May 12, Wisconsin Health News
The state added an additional opioid-addiction treatment to its preferred list for Medicaid patients Wednesday, after law enforcement and legislators raised concerns about a current preferred drug that they say is being smuggled into jails.
The Medicaid Pharmacy Prior Authorization Advisory Committee classified the medication Zubsolv, which comes in a tablet, as a preferred drug for treating opioids. The committee also kept Suboxone, a film strip that dissolves under the tongue, on its preferred list.
In April, two associations representing sheriffs in Wisconsin wrote Medicaid Director Michael Heifetz that the "thin and malleable" strips have become "leading contraband" in jail, as inmates can abuse the drug. The associations suspected Medicaid-eligible families were "partially responsible" given jail demographics.

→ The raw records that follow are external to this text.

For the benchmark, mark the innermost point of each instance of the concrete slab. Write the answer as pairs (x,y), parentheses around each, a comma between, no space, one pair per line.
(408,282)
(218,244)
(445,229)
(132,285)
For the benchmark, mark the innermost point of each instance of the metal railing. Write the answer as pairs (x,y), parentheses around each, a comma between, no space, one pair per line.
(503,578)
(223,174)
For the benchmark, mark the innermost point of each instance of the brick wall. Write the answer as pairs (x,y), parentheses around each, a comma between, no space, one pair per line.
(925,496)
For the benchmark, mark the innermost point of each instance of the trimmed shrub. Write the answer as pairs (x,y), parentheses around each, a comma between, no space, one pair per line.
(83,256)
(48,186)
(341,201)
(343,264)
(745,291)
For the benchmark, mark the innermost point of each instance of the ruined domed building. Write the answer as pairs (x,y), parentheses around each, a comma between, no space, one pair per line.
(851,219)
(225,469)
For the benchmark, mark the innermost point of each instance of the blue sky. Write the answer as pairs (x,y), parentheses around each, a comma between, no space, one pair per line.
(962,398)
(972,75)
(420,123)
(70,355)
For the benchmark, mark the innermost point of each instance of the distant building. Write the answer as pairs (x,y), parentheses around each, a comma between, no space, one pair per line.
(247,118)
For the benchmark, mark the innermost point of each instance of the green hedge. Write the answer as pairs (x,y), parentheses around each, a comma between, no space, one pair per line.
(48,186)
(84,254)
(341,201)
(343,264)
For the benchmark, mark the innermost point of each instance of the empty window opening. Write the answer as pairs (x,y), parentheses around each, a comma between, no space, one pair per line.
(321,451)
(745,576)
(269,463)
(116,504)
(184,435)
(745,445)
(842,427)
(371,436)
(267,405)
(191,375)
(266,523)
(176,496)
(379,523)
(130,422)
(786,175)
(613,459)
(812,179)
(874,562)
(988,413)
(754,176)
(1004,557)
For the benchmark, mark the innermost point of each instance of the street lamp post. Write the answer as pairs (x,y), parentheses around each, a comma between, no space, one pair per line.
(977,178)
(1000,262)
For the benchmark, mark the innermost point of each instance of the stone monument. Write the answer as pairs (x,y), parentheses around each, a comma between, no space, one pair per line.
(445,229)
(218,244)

Rachel Currans-Henry, director of the Bureau of Benefits Management in the department's Division of Medicaid Services, said Wednesday that adding Zubsolv gives providers and members another option.
"There is an increased cost of this for the department," she said. "But in the interest of ensuring that we are addressing a public health epidemic in the state and the country, we believe that the benefits outweigh the costs."
Heifetz said they have "to balance all these things."
"We cannot just look through one lens," he said. "We have to look through a number of lenses, the taxpayer lens, the clinical lens and in this situation the law enforcement lens as well, which is a rarity for us."
Marquette County Sheriff Kim Gaffney, president of the Badger State Sheriffs' Association, hoped the decision would make a difference.
"On behalf of sheriffs across the state, we are hopeful that more opioid treatment options in the Medicaid program will reduce the prevalence of film strips and them being smuggled into jails," he said in a statement.
At a public hearing before the committee took its vote, Assembly Committee on Corrections Chair Mike Schraa, R-Oshkosh, demonstrated how the strip could be concealed under a stamp.
The strip is easier to "sneak into" jails than pills, cigarettes and other contraband, sometimes coming in through children's artwork or Bibles, he said.
"There's no good reason for the government to fuel the black market with this product," he said.
He was also concerned because Wisconsin Attorney General Brad Schimel has joined more than 40 other states to sue Indivior, the maker of Suboxone, alleging that the company switched from a tablet to a film to ensure patent protection and discourage the development of generics.
William Mullen, managed care clinical advisor for medical affairs at Indivior, encouraged the committee to "open the formulary for all" medication-assisted treatments approved by the Food and Drug Administration for opioid addiction.
That would allow doctors to choose what works best for their patients, he said. But Mullen cautioned that all drugs that contain buprenorphine, like Suboxone and Zubsolv, have a potential for abuse, misuse and diversion.
"The company will continue work with the FDA to address misuse, abuse and diversion," he said.